第一章「意識と生命」の末尾で、ベルクソンは死後に意識が存続する可能性を示唆する。

(略)したがって人格性の保存、いやその強化でさえも、身体がなくなった後でも可能であり蓋然的ですらあること、こうしたことを考えるならば、意識がこの世で物質を通過していく間に鉄のように鍛えられてもっと効果的な行動のために、もっと強い生命のために備えているのではないかという推測が起こらないでしょうか。

ベルクソン哲学の動機

『精神のエネルギー』を読むと、ベルクソンの姿が徐々に「霊魂の不滅」を説いたプラトンに似てくることに驚く。

プラトンが現代人の我々には馴染みにくい形で論証することを、ベルクソンは科学の成果の力を借りて、より説得力のある形で近づいてゆこうとする。

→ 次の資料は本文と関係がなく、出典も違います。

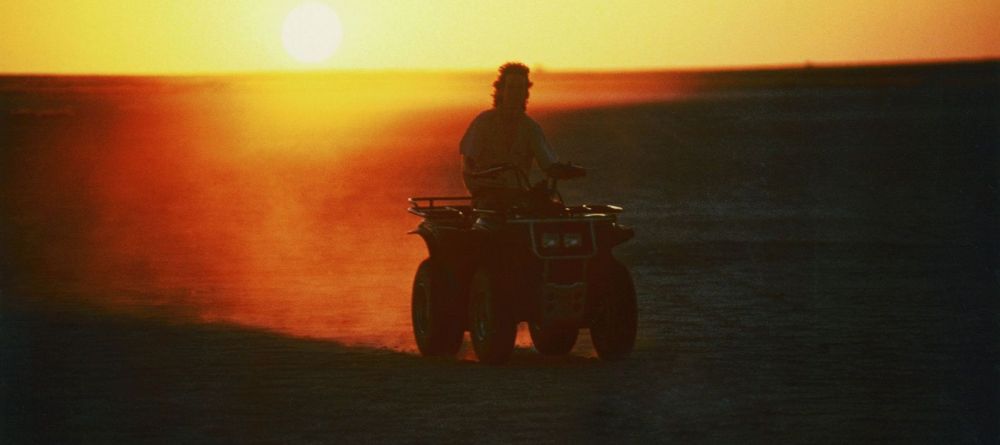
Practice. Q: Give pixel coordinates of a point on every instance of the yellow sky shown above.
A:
(198, 36)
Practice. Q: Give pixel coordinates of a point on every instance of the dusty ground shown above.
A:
(815, 262)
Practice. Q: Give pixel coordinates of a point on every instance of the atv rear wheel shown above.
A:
(552, 340)
(436, 327)
(613, 326)
(491, 324)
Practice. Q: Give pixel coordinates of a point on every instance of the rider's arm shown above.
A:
(540, 147)
(472, 142)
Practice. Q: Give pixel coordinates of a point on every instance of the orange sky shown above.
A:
(196, 36)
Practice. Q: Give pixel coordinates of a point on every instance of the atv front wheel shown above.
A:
(613, 326)
(436, 327)
(491, 324)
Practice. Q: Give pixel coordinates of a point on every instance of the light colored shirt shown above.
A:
(493, 139)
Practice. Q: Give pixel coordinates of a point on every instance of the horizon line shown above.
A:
(536, 69)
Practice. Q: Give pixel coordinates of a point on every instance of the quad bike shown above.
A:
(534, 260)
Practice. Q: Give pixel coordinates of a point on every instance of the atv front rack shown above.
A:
(441, 207)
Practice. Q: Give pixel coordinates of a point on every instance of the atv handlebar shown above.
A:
(559, 170)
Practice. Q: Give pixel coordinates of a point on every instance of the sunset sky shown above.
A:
(196, 36)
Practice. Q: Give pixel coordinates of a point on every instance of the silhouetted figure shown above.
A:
(504, 135)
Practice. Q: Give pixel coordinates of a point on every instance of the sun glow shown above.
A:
(311, 32)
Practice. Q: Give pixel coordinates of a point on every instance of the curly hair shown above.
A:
(500, 83)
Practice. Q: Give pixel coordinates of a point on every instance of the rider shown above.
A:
(504, 135)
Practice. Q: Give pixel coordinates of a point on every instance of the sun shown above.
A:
(312, 32)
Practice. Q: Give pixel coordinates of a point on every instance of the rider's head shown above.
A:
(510, 90)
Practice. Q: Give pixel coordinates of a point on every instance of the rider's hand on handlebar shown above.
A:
(565, 170)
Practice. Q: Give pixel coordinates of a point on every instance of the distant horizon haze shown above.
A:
(186, 37)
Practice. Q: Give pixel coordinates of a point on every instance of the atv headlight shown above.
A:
(571, 240)
(550, 240)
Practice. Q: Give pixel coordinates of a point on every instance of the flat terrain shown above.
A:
(816, 260)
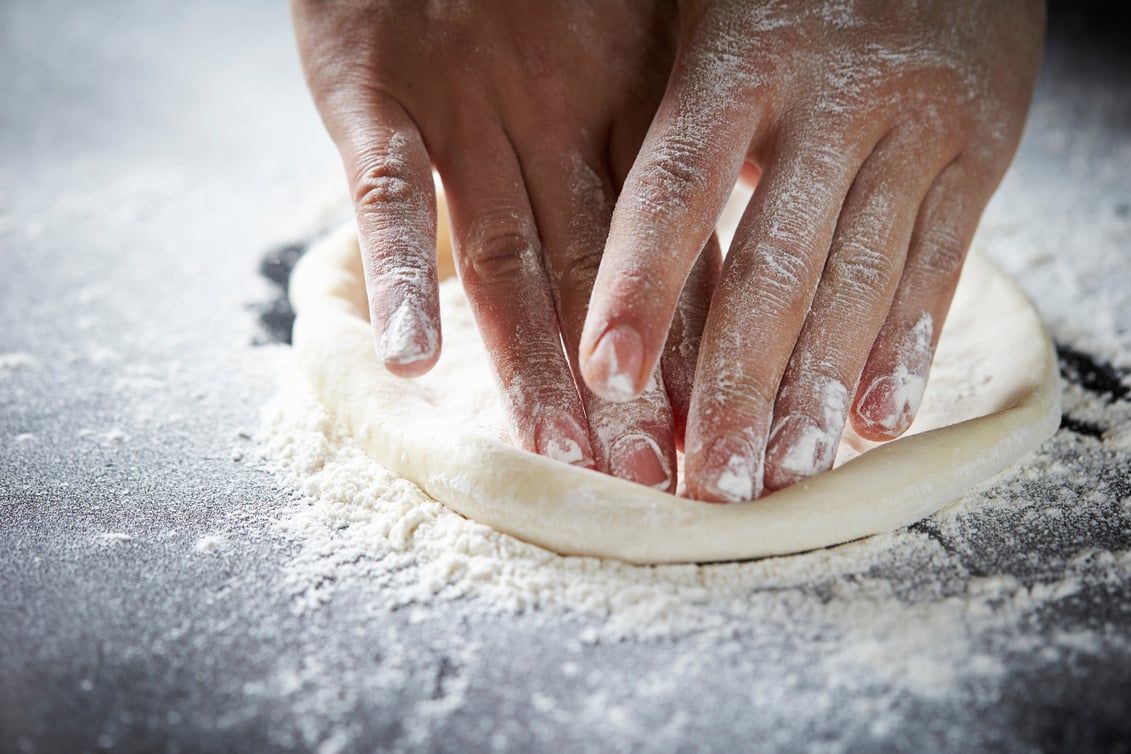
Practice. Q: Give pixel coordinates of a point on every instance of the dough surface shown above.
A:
(993, 397)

『精神のエネルギー』の最終章「脳と思考」では、ベルクソンは、心身並行論(脳と心が完全に一致するという仮説)を観念論と実在論に適用し、二つの異なった立場の中で、いずれにしろ論理が破綻することを立証しようとしている。

ベルクソンはかなり力んで懸命に論理を展開しているが、(私も完全に理解し切れたわけではないので)そこでの論理が正当か否かは脇に置くとして、そこから私がありありと感じたのは、ベルクソンが擁護したかったのは結局、霊魂不滅の仮説ではないかということだ。

たぶん、それこそベルクソンの哲学の根本的動機だったのではないかと思う。